Age‐dependent decrease in TRPM4 channel expression but not trafficking alters urinary bladder smooth muscle contractility

During development, maturation, or aging, the expression and function of urinary bladder smooth muscle (UBSM) ion channels can change, thus affecting micturition. Increasing evidence supports a novel role of transient receptor potential melastatin‐4 (TRPM4) channels in UBSM physiology. However, it remains unknown whether the functional expression of these key regulatory channels fluctuates in UBSM over different life stages. Here, we examined TRPM4 channel protein expression (Western blot) and the effects of TRPM4 channel inhibitors, 9‐phenanthrol and glibenclamide, on phasic contractions of UBSM isolated strips obtained from juvenile (UBSM‐J, 5–9 weeks old) and adult (UBSM‐A, 6–18 months old) male guinea pigs. Compared to UBSM‐J, UBSM‐A displayed a 50–70% reduction in total TRPM4 protein expression, while the surface‐to‐intracellular expression ratio (channel trafficking) remained the same in both age groups. Consistent with the reduced total TRPM4 protein expression in UBSM‐A, 9‐phenanthrol showed lower potencies and/or maximum efficacies in UBSM‐A than UBSM‐J for inhibiting amplitude and muscle force of spontaneous and 20 mM KCl‐induced phasic contractions.
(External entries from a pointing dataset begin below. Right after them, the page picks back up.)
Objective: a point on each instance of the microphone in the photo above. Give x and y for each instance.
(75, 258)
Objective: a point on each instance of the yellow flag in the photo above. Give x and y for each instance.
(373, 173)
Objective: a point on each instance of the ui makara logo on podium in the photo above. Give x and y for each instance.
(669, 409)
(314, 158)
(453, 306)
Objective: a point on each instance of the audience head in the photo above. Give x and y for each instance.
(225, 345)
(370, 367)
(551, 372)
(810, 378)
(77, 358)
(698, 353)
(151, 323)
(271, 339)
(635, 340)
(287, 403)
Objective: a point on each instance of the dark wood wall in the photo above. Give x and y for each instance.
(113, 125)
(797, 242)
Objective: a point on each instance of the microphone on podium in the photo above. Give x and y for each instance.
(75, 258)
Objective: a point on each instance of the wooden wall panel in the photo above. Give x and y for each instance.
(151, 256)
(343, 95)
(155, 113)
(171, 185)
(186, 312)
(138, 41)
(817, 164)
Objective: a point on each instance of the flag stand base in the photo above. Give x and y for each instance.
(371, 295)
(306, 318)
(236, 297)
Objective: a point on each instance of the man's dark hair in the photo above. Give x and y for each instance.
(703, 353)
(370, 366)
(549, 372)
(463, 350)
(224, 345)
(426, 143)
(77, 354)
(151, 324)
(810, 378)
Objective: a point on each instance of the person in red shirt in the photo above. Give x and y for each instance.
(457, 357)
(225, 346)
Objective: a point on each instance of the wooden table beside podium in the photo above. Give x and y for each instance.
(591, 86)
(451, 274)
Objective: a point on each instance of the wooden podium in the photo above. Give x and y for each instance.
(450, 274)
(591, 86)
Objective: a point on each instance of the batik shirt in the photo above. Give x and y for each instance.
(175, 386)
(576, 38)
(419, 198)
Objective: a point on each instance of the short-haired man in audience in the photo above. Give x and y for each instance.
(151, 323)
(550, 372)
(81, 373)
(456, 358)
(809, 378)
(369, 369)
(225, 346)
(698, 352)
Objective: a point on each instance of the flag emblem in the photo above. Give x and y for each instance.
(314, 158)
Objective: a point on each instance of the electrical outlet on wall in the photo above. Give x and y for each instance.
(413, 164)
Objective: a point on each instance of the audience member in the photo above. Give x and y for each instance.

Compared to 9‐phenanthrol, glibenclamide also attenuated both spontaneous and KCl‐induced contractions, but with less pronounced differential effects in UBSM‐A and UBSM‐J. In both age groups, regardless of the overall reduced total TRPM4 protein expression in UBSM‐A, cell surface TRPM4 protein expression (~80%) predominated over its intracellular fraction (~20%), revealing preserved channel trafficking mechanisms toward the cell membrane. Collectively, this study reports novel findings illuminating a fundamental physiological role for TRPM4 channels in UBSM function that fluctuates with age. In this study, based on an experimental animal model, we revealed a novel age‐dependent role of TRPM4 channels in UBSM function. Specifically, there was higher expression of TRPM4 channel protein in UBSM from juvenile guinea pigs associated with increased inhibitory effects of a TRPM4 channel blocker on contractility compared to UBSM from older adult animals. Future comparative studies on human UBSM isolated from patients with or without OAB from various age groups will provide insights as to if TRPM4 channel dysfunction is a contributing factor to OAB that increases with age.